From f3c35c42451ccdf8cd12fe542df483fda7cd1b70 Mon Sep 17 00:00:00 2001
From: Armin Ronacher <armin.ronacher@active-4.com>
Date: Fri, 23 May 2008 23:18:14 +0200
Subject: [PATCH] end of line sequence is no configurable

--HG--
branch : trunk
---
 docs/api.rst          | 30 ++++++++++++++++++++++++++++++
 jinja2/compiler.py    |  1 -
 jinja2/environment.py | 20 ++++++++++++++++----
 jinja2/exceptions.py  | 38 ++++++++++++++++++++++++--------------
 jinja2/ext.py         |  2 +-
 jinja2/lexer.py       | 19 ++++++++++++-------
 jinja2/nodes.py       | 23 -----------------------
 7 files changed, 83 insertions(+), 50 deletions(-)

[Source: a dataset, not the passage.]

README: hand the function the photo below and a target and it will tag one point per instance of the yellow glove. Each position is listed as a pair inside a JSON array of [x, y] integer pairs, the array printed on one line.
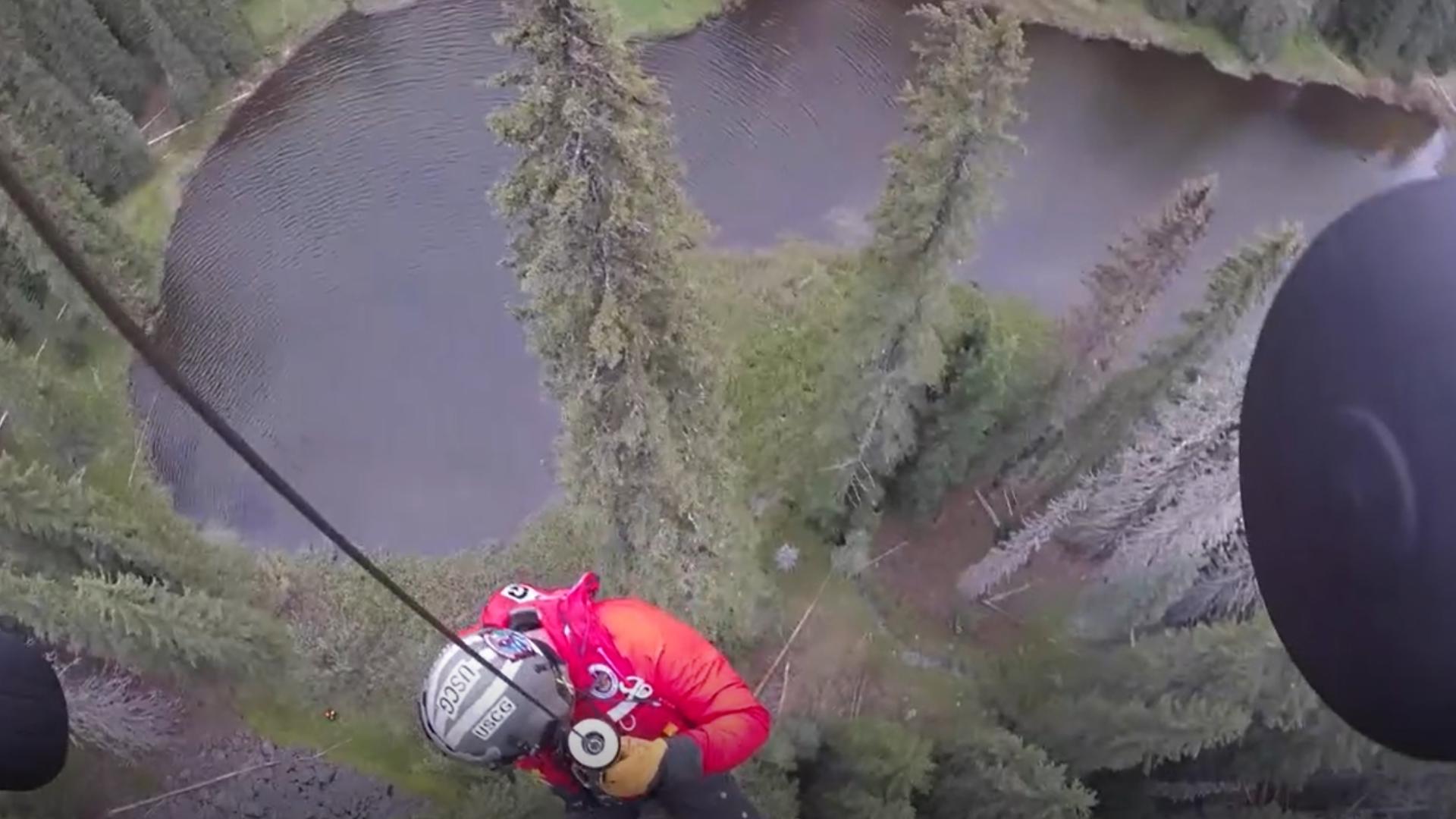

diff --git a/docs/api.rst b/docs/api.rst
index d520b40..95064b5 100644
--- a/docs/api.rst
+++ b/docs/api.rst
@@ -44,6 +44,15 @@ To render it with some variables, just call the :meth:`render` method::
     print template.render(the='variables', go='here')
 
 
+Unicode
+-------
+
+Jinja2 is using unicode internally which means that you have to pass unicode
+objects to the render function or bytestrings that only consist of ASCII
+characters.  Additionally newlines are normalized to one end of line
+sequence which is per default UNIX style (``\n``).
+
+
 High Level API
 --------------
 
@@ -261,6 +270,27 @@ Exceptions
 
 .. autoexception:: jinja2.exceptions.TemplateSyntaxError
 
+    .. attribute:: message
+
+        The error message as utf-8 bytestring.
+
+    .. attribute:: lineno
+
+        The line number where the error occurred
+
+    .. attribute:: name
+
+        The load name for the template as unicode string.
+
+    .. attribute:: filename
+
+        The filename that loaded the template as bytestring in the encoding
+        of the file system (most likely utf-8 or mbcs on Windows systems).
+
+    The reason why the filename and error message are bytestrings and not
+    unicode strings is that Python 2.x is not using unicode for exceptions
+    and tracebacks as well as the compiler.  This will change with Python 3.
+
 .. autoexception:: jinja2.exceptions.TemplateAssertionError
 
 
diff --git a/jinja2/compiler.py b/jinja2/compiler.py
index 6dcaf08..24cae81 100644
--- a/jinja2/compiler.py
+++ b/jinja2/compiler.py
@@ -41,7 +41,6 @@ def generate(node, environment, name, filename, stream=None):
     """Generate the python source for a node tree."""
     if not isinstance(node, nodes.Template):
         raise TypeError('Can\'t compile non template nodes')
-    node.freeze()
     generator = CodeGenerator(environment, name, filename, stream)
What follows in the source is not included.